テキストと画像を生成可能な生成AIモデルの進歩は、特に両モダリティを交錯させるタスクにおいて、マルチモーダル知能の分野における重要な一歩を示す。この知能を次の段階に進めるためには、モデルが自由形式の交錯テキスト-画像シーケンスを自律的に生成することが極めて重要である。本稿では、ILLUME-Xを紹介する。これは、マルチモーダルデータ効率を改善し、マルチモーダル学習プロセスを安定化させることで、高品質で自由形式の交錯テキスト-画像生成を可能にする、高度な統合マルチモーダルパラダイムである。ILLUME-Xは以下の3つの主要コンポーネントから構成される：(i) 交錯テキスト-画像生成用に最適化された拡張トレーニングデータパイプライン、(ii) 自由長マルチモーダルトークンシーケンスに対する自己適応型目的関数を用いた段階的トレーニング戦略、(iii) 交錯テキスト-画像シーケンスに対する客観的かつ包括的な評価手法ILScore。
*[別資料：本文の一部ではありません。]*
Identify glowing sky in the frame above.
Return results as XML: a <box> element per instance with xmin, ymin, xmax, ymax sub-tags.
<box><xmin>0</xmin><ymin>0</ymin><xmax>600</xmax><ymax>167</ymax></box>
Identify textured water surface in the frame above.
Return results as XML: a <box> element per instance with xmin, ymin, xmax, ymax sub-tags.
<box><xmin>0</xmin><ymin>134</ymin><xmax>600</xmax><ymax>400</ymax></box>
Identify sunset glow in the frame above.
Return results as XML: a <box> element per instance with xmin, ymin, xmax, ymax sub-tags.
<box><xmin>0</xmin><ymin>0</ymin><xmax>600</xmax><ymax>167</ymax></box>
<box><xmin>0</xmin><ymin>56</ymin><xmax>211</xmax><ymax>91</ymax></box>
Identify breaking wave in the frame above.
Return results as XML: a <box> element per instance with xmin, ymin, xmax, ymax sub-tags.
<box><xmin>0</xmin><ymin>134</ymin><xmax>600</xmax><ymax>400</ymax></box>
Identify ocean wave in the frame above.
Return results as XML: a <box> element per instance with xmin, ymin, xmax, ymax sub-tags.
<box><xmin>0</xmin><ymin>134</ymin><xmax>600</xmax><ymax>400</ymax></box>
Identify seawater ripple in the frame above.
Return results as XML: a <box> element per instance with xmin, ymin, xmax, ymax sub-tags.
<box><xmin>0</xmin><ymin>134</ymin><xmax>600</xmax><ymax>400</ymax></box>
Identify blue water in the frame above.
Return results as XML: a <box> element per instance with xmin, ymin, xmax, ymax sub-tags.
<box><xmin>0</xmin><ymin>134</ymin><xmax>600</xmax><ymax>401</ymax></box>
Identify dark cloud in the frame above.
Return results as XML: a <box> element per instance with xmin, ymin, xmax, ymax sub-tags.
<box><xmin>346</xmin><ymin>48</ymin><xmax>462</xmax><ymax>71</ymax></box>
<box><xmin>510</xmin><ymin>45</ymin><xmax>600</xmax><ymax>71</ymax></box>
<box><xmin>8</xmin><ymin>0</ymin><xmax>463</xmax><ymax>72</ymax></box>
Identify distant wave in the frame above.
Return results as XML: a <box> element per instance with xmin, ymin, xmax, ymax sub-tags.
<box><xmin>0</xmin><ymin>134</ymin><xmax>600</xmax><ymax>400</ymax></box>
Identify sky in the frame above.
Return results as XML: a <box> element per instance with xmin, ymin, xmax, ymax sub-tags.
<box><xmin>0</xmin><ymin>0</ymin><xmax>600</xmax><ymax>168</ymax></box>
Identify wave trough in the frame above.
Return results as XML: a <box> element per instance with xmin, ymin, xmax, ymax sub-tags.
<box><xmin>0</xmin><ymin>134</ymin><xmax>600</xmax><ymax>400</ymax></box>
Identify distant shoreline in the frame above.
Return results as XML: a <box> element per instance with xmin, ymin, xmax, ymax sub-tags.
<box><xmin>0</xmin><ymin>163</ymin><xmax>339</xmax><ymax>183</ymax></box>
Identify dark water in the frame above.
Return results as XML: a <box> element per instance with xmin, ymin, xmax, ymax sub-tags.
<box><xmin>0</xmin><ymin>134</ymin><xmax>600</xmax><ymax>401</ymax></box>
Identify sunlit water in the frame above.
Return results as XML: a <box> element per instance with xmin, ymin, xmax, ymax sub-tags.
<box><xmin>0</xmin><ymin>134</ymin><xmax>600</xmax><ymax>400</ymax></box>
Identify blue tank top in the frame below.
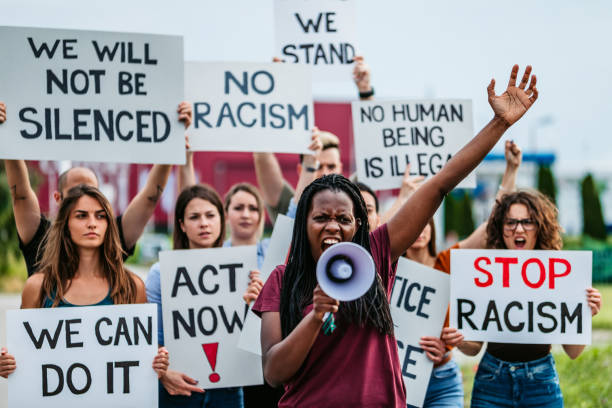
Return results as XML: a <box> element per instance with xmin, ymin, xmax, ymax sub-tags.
<box><xmin>43</xmin><ymin>288</ymin><xmax>114</xmax><ymax>308</ymax></box>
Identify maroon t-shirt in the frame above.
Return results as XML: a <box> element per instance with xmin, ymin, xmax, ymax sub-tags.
<box><xmin>253</xmin><ymin>224</ymin><xmax>406</xmax><ymax>408</ymax></box>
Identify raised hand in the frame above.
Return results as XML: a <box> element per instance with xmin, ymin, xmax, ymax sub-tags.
<box><xmin>487</xmin><ymin>65</ymin><xmax>538</xmax><ymax>126</ymax></box>
<box><xmin>504</xmin><ymin>140</ymin><xmax>523</xmax><ymax>168</ymax></box>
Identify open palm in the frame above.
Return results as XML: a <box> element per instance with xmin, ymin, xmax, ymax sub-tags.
<box><xmin>487</xmin><ymin>65</ymin><xmax>538</xmax><ymax>126</ymax></box>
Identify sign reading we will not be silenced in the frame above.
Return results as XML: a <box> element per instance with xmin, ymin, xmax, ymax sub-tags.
<box><xmin>6</xmin><ymin>304</ymin><xmax>158</xmax><ymax>408</ymax></box>
<box><xmin>450</xmin><ymin>249</ymin><xmax>592</xmax><ymax>344</ymax></box>
<box><xmin>159</xmin><ymin>246</ymin><xmax>263</xmax><ymax>389</ymax></box>
<box><xmin>274</xmin><ymin>0</ymin><xmax>357</xmax><ymax>81</ymax></box>
<box><xmin>389</xmin><ymin>258</ymin><xmax>450</xmax><ymax>407</ymax></box>
<box><xmin>351</xmin><ymin>99</ymin><xmax>476</xmax><ymax>190</ymax></box>
<box><xmin>0</xmin><ymin>27</ymin><xmax>185</xmax><ymax>164</ymax></box>
<box><xmin>185</xmin><ymin>62</ymin><xmax>314</xmax><ymax>153</ymax></box>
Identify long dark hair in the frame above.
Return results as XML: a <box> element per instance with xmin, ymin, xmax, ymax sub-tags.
<box><xmin>173</xmin><ymin>184</ymin><xmax>225</xmax><ymax>249</ymax></box>
<box><xmin>487</xmin><ymin>190</ymin><xmax>563</xmax><ymax>249</ymax></box>
<box><xmin>40</xmin><ymin>184</ymin><xmax>137</xmax><ymax>307</ymax></box>
<box><xmin>280</xmin><ymin>174</ymin><xmax>393</xmax><ymax>337</ymax></box>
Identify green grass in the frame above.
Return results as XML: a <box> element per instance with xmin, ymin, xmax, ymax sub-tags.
<box><xmin>461</xmin><ymin>345</ymin><xmax>612</xmax><ymax>408</ymax></box>
<box><xmin>593</xmin><ymin>283</ymin><xmax>612</xmax><ymax>330</ymax></box>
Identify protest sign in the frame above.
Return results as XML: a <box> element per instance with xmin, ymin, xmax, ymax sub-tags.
<box><xmin>274</xmin><ymin>0</ymin><xmax>358</xmax><ymax>82</ymax></box>
<box><xmin>389</xmin><ymin>258</ymin><xmax>449</xmax><ymax>407</ymax></box>
<box><xmin>185</xmin><ymin>62</ymin><xmax>314</xmax><ymax>153</ymax></box>
<box><xmin>238</xmin><ymin>214</ymin><xmax>294</xmax><ymax>355</ymax></box>
<box><xmin>450</xmin><ymin>249</ymin><xmax>592</xmax><ymax>344</ymax></box>
<box><xmin>6</xmin><ymin>304</ymin><xmax>157</xmax><ymax>408</ymax></box>
<box><xmin>352</xmin><ymin>99</ymin><xmax>476</xmax><ymax>190</ymax></box>
<box><xmin>0</xmin><ymin>27</ymin><xmax>185</xmax><ymax>164</ymax></box>
<box><xmin>159</xmin><ymin>246</ymin><xmax>263</xmax><ymax>389</ymax></box>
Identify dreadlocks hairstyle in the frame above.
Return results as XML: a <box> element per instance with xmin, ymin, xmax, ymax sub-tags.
<box><xmin>280</xmin><ymin>174</ymin><xmax>393</xmax><ymax>337</ymax></box>
<box><xmin>173</xmin><ymin>184</ymin><xmax>225</xmax><ymax>249</ymax></box>
<box><xmin>487</xmin><ymin>190</ymin><xmax>563</xmax><ymax>249</ymax></box>
<box><xmin>40</xmin><ymin>184</ymin><xmax>136</xmax><ymax>307</ymax></box>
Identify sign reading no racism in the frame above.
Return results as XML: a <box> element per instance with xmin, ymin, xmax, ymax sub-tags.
<box><xmin>159</xmin><ymin>246</ymin><xmax>263</xmax><ymax>389</ymax></box>
<box><xmin>185</xmin><ymin>62</ymin><xmax>314</xmax><ymax>153</ymax></box>
<box><xmin>450</xmin><ymin>249</ymin><xmax>592</xmax><ymax>344</ymax></box>
<box><xmin>274</xmin><ymin>0</ymin><xmax>357</xmax><ymax>81</ymax></box>
<box><xmin>389</xmin><ymin>258</ymin><xmax>450</xmax><ymax>407</ymax></box>
<box><xmin>6</xmin><ymin>304</ymin><xmax>157</xmax><ymax>408</ymax></box>
<box><xmin>352</xmin><ymin>99</ymin><xmax>476</xmax><ymax>190</ymax></box>
<box><xmin>0</xmin><ymin>27</ymin><xmax>185</xmax><ymax>164</ymax></box>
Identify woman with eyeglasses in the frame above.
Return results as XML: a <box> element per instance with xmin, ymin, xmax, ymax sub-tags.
<box><xmin>458</xmin><ymin>191</ymin><xmax>601</xmax><ymax>408</ymax></box>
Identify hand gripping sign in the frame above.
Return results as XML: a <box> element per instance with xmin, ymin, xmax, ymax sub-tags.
<box><xmin>159</xmin><ymin>246</ymin><xmax>263</xmax><ymax>389</ymax></box>
<box><xmin>450</xmin><ymin>249</ymin><xmax>592</xmax><ymax>344</ymax></box>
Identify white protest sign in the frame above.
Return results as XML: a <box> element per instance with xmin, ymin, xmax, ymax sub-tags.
<box><xmin>389</xmin><ymin>257</ymin><xmax>450</xmax><ymax>407</ymax></box>
<box><xmin>238</xmin><ymin>214</ymin><xmax>294</xmax><ymax>355</ymax></box>
<box><xmin>351</xmin><ymin>99</ymin><xmax>476</xmax><ymax>190</ymax></box>
<box><xmin>6</xmin><ymin>304</ymin><xmax>158</xmax><ymax>408</ymax></box>
<box><xmin>159</xmin><ymin>246</ymin><xmax>263</xmax><ymax>389</ymax></box>
<box><xmin>185</xmin><ymin>62</ymin><xmax>314</xmax><ymax>153</ymax></box>
<box><xmin>274</xmin><ymin>0</ymin><xmax>357</xmax><ymax>82</ymax></box>
<box><xmin>450</xmin><ymin>249</ymin><xmax>592</xmax><ymax>344</ymax></box>
<box><xmin>0</xmin><ymin>27</ymin><xmax>185</xmax><ymax>164</ymax></box>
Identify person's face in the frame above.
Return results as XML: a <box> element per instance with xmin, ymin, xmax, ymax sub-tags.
<box><xmin>68</xmin><ymin>195</ymin><xmax>108</xmax><ymax>248</ymax></box>
<box><xmin>361</xmin><ymin>191</ymin><xmax>380</xmax><ymax>232</ymax></box>
<box><xmin>306</xmin><ymin>190</ymin><xmax>359</xmax><ymax>262</ymax></box>
<box><xmin>227</xmin><ymin>191</ymin><xmax>260</xmax><ymax>239</ymax></box>
<box><xmin>180</xmin><ymin>198</ymin><xmax>221</xmax><ymax>248</ymax></box>
<box><xmin>316</xmin><ymin>147</ymin><xmax>342</xmax><ymax>178</ymax></box>
<box><xmin>503</xmin><ymin>203</ymin><xmax>538</xmax><ymax>249</ymax></box>
<box><xmin>410</xmin><ymin>224</ymin><xmax>431</xmax><ymax>249</ymax></box>
<box><xmin>54</xmin><ymin>167</ymin><xmax>98</xmax><ymax>204</ymax></box>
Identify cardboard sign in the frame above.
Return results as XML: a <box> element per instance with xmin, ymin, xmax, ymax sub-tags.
<box><xmin>185</xmin><ymin>62</ymin><xmax>314</xmax><ymax>153</ymax></box>
<box><xmin>274</xmin><ymin>0</ymin><xmax>358</xmax><ymax>82</ymax></box>
<box><xmin>238</xmin><ymin>214</ymin><xmax>295</xmax><ymax>355</ymax></box>
<box><xmin>389</xmin><ymin>257</ymin><xmax>450</xmax><ymax>407</ymax></box>
<box><xmin>6</xmin><ymin>304</ymin><xmax>157</xmax><ymax>408</ymax></box>
<box><xmin>450</xmin><ymin>249</ymin><xmax>592</xmax><ymax>344</ymax></box>
<box><xmin>159</xmin><ymin>246</ymin><xmax>263</xmax><ymax>389</ymax></box>
<box><xmin>352</xmin><ymin>99</ymin><xmax>476</xmax><ymax>190</ymax></box>
<box><xmin>0</xmin><ymin>27</ymin><xmax>185</xmax><ymax>164</ymax></box>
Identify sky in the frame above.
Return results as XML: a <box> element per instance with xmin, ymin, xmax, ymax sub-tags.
<box><xmin>0</xmin><ymin>0</ymin><xmax>612</xmax><ymax>175</ymax></box>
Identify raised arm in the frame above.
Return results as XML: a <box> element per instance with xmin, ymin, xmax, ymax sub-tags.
<box><xmin>121</xmin><ymin>102</ymin><xmax>192</xmax><ymax>248</ymax></box>
<box><xmin>387</xmin><ymin>65</ymin><xmax>538</xmax><ymax>260</ymax></box>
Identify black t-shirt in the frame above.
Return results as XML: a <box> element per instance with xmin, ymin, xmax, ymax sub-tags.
<box><xmin>19</xmin><ymin>214</ymin><xmax>135</xmax><ymax>276</ymax></box>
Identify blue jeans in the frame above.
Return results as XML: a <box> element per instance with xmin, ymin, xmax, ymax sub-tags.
<box><xmin>472</xmin><ymin>353</ymin><xmax>563</xmax><ymax>408</ymax></box>
<box><xmin>407</xmin><ymin>359</ymin><xmax>463</xmax><ymax>408</ymax></box>
<box><xmin>159</xmin><ymin>383</ymin><xmax>244</xmax><ymax>408</ymax></box>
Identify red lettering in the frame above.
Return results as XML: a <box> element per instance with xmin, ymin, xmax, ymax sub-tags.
<box><xmin>474</xmin><ymin>256</ymin><xmax>493</xmax><ymax>288</ymax></box>
<box><xmin>548</xmin><ymin>258</ymin><xmax>572</xmax><ymax>289</ymax></box>
<box><xmin>495</xmin><ymin>257</ymin><xmax>518</xmax><ymax>288</ymax></box>
<box><xmin>521</xmin><ymin>258</ymin><xmax>546</xmax><ymax>289</ymax></box>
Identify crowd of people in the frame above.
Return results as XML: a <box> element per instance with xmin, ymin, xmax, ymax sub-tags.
<box><xmin>0</xmin><ymin>57</ymin><xmax>601</xmax><ymax>407</ymax></box>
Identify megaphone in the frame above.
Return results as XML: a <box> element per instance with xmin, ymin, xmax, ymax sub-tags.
<box><xmin>317</xmin><ymin>242</ymin><xmax>376</xmax><ymax>302</ymax></box>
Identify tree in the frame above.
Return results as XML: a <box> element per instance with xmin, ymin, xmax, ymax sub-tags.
<box><xmin>581</xmin><ymin>174</ymin><xmax>607</xmax><ymax>240</ymax></box>
<box><xmin>538</xmin><ymin>164</ymin><xmax>557</xmax><ymax>204</ymax></box>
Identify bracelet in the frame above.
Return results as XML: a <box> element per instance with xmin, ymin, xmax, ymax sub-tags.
<box><xmin>359</xmin><ymin>87</ymin><xmax>374</xmax><ymax>98</ymax></box>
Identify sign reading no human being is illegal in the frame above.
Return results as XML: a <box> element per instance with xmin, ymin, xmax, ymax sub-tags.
<box><xmin>0</xmin><ymin>27</ymin><xmax>185</xmax><ymax>164</ymax></box>
<box><xmin>352</xmin><ymin>99</ymin><xmax>476</xmax><ymax>190</ymax></box>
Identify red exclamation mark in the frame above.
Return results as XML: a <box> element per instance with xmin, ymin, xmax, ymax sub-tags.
<box><xmin>202</xmin><ymin>343</ymin><xmax>221</xmax><ymax>382</ymax></box>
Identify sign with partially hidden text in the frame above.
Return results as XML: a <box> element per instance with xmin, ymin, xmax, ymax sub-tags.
<box><xmin>6</xmin><ymin>304</ymin><xmax>158</xmax><ymax>408</ymax></box>
<box><xmin>274</xmin><ymin>0</ymin><xmax>357</xmax><ymax>81</ymax></box>
<box><xmin>185</xmin><ymin>62</ymin><xmax>314</xmax><ymax>153</ymax></box>
<box><xmin>450</xmin><ymin>249</ymin><xmax>592</xmax><ymax>344</ymax></box>
<box><xmin>0</xmin><ymin>27</ymin><xmax>185</xmax><ymax>164</ymax></box>
<box><xmin>159</xmin><ymin>246</ymin><xmax>263</xmax><ymax>389</ymax></box>
<box><xmin>389</xmin><ymin>257</ymin><xmax>449</xmax><ymax>407</ymax></box>
<box><xmin>352</xmin><ymin>99</ymin><xmax>476</xmax><ymax>190</ymax></box>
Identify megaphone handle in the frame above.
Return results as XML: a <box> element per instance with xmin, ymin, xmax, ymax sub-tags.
<box><xmin>322</xmin><ymin>312</ymin><xmax>336</xmax><ymax>336</ymax></box>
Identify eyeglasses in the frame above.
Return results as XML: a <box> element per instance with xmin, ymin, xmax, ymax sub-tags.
<box><xmin>504</xmin><ymin>218</ymin><xmax>535</xmax><ymax>232</ymax></box>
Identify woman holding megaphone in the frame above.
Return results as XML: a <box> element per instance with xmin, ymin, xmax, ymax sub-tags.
<box><xmin>253</xmin><ymin>66</ymin><xmax>538</xmax><ymax>407</ymax></box>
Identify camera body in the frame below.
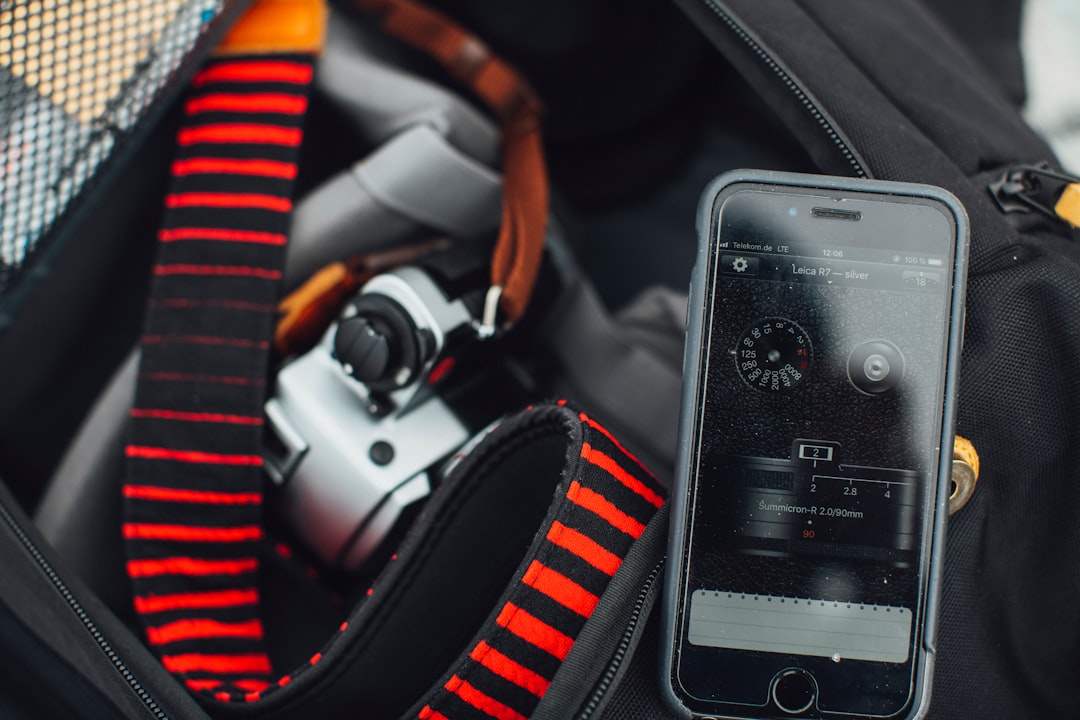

特筆すべき点として、我々のILLUME-Xは、スタイル変換、画像分解、ストーリーテリングなど、複数の交錯テキスト-画像生成タスクにおいて、従来の統合モデルを上回る性能を示す。

English

The advancement of generative AI models capable of producing text and image marks a critical step forward in the realm of multimodal intelligence, particularly for tasks involving the interleaving of both modalities. To advance this intelligence to the next stage, it is crucial for models to autonomously generate free-form interleaved text-image sequences. In this paper, we introduce ILLUME-X, an advanced unified multimodal paradigm that enables high-quality, free-form interleaved text-image generation by improving multimodal data efficiency and stabilizing the multimodal training process. ILLUME-X comprises three key components: (i) an expanded training data pipeline optimized for interleaved text-image generation, (ii) a progressive training strategy with self-adaptive objectives for free-length multimodal token sequences, and (iii) an objective and comprehensive evaluation method ILScore for interleaved text-image sequences. Notably, our ILLUME-X outperforms previous unified models across multiple interleaved text-image generation tasks like style transfer, image decomposition and storytelling.